Bonada G
Département d'Anesthésie-Réanimation, CHU, Hôpital Universitaire Dupuytren, Limoges.
Ann Fr Anesth Reanim. 1994;13(4):545-8. doi: 10.1016/S0750-7658(05)80693-8.
Anaesthesia for Electroconvulsive Therapy (ECT) is characterized by short repeat anaesthetic procedures, performed outside an operating theatre. The efficacy of ECT relies upon the occurrence of tonoclonic convulsions. Propofol seems to be the intravenous induction agent of choice for ECT. Its pharmacokinetic properties ensure a rapid and deep anaesthesia, of short duration, with a minimum of side effects, and a rapid recovery of good quality, suitable for short repetitive procedures. As low doses of propofol are used, a rapid injection is required to obtain the hypnotic effect. These low doses also have the advantage of not affecting the convulsion threshold and therefore the efficacy of ECT. Clear upper airways and prevention of tongue biting are ensured by inserting a Guedel airway after loss of consciousness and before the electric shock.
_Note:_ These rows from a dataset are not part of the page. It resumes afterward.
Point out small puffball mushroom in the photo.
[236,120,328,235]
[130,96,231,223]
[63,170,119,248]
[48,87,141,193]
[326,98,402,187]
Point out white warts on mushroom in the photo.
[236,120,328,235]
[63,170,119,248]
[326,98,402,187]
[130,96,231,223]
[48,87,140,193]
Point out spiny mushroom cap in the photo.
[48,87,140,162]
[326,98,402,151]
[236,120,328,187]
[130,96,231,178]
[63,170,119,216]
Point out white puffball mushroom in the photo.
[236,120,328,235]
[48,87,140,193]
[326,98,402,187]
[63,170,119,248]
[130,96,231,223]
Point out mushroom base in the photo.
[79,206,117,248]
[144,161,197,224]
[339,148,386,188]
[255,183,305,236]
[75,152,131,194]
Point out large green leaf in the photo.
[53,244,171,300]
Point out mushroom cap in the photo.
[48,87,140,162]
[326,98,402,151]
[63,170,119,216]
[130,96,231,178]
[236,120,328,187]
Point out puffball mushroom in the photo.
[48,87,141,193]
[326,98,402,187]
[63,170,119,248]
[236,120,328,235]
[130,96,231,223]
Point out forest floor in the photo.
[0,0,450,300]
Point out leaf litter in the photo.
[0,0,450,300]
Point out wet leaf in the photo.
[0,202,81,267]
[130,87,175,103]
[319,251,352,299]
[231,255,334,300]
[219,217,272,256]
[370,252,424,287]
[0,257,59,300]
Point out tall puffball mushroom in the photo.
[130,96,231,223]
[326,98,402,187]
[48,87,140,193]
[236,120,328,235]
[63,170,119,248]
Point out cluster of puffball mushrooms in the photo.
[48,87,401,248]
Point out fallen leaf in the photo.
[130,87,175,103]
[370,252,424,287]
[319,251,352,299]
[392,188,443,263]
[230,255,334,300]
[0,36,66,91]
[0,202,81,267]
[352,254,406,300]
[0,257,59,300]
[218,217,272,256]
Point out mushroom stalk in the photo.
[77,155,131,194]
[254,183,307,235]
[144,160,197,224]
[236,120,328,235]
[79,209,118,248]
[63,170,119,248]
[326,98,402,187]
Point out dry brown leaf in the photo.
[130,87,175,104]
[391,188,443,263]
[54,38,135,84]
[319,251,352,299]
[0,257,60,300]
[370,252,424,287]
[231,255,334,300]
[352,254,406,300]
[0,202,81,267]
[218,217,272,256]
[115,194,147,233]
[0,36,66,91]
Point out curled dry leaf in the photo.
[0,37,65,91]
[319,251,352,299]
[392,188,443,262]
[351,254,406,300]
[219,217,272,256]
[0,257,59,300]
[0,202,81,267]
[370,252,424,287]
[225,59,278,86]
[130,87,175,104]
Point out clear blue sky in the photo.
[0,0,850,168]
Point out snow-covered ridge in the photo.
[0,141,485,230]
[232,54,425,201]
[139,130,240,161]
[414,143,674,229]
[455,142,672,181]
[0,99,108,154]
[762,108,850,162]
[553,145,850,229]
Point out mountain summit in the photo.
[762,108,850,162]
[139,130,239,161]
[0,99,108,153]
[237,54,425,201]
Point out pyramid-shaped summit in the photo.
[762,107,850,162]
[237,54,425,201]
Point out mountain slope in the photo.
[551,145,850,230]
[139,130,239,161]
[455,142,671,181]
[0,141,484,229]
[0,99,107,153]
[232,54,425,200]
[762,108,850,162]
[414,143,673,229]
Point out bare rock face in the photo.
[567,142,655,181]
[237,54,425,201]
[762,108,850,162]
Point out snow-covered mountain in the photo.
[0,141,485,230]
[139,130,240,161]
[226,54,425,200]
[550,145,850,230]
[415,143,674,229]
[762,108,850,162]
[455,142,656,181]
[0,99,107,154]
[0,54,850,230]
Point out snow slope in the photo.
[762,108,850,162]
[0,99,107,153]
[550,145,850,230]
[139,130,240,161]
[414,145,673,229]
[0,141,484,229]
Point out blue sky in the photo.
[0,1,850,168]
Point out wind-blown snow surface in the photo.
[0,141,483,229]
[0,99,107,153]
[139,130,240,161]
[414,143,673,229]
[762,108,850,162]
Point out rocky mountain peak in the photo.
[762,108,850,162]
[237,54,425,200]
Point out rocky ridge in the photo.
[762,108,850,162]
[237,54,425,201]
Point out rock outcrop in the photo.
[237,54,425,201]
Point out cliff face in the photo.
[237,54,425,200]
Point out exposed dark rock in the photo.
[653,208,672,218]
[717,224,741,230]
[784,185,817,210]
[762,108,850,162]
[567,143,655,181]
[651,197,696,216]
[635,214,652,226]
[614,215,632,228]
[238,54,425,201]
Intravenous administration of 10-20 micrograms.kg-1 atropine prevents from bradycardia, related to initial vagal stimulation induced by the electric shock. Its action is potentiated by the anticholinergic effect of tricyclic antidepressants. Its use is also justified when suxamethonium is given to prevent patient's movements and possible ECT-related trauma. Only suxamethonium is suitable for these procedures because of its pharmacokinetic properties (rapid onset and short duration of action). The suggested doses for this indication range from 0.5 to 1 mg.kg-1. When contraindicated, suxamethonium may be replaced by a benzodiazepine, in order to achieve an acceptable degree of muscle relaxation. There may then be an effect on the convulsion threshold.